Carroll recalls how an American anthropologist stopping in France en route home from Africa mentioned to her “the distrustfulness of the French, who always kept their shutters closed.” In contrast, Carroll’s own mother, visiting in Ohio from France, “became aware of the large uncovered bay window in her living room and, visibly shocked, remarked, ‘My goodness, you live in the street!” Attitudes toward privacy are culturally determined, what seems cozy to a French person may strike an American as hostile.

Small things, like the way people knock on doors, can spell social chaos. In the United States, a knock is a signal, and we wait to hear if we may come in. In France, the knock is part of opening the door, not a question but an announcement.

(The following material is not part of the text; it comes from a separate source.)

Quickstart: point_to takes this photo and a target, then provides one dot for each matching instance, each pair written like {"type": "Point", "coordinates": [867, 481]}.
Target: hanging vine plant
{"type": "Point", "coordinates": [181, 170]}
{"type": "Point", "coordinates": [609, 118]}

Carroll tells us, “We have believed for too long that the best quality is adaptability, repeated for too long that in Rome one should do as the Romans.” But adaptability can only go so far, and she estimates that it takes two generations to make the transition from one culture to another. Those in the middle, whom she calls “heterocultural,” can suffer from cultural trauma, even after years of apparently successful “adapting,” and experience a kind of cultural nervous breakdown. Because the world is so much smaller than it once was, and people from different cultures mix more than ever, Carroll suggests that people suffering from cultural displacement seek a new kind of therapy, cultural analysis, rather than psychoanalysis for their problems.

“Cultural Misunderstandings” is a good introduction to the kind of analysis she prescribes. It is especially useful to anyone about to live abroad for the first time, but may also serve as a source of revelation for those of us who have already traveled and have French friends whose behavior is now finally explained. Gracefully translated, full of colorful anecdotes, Carroll tells us a lot about the French but even more about ourselves.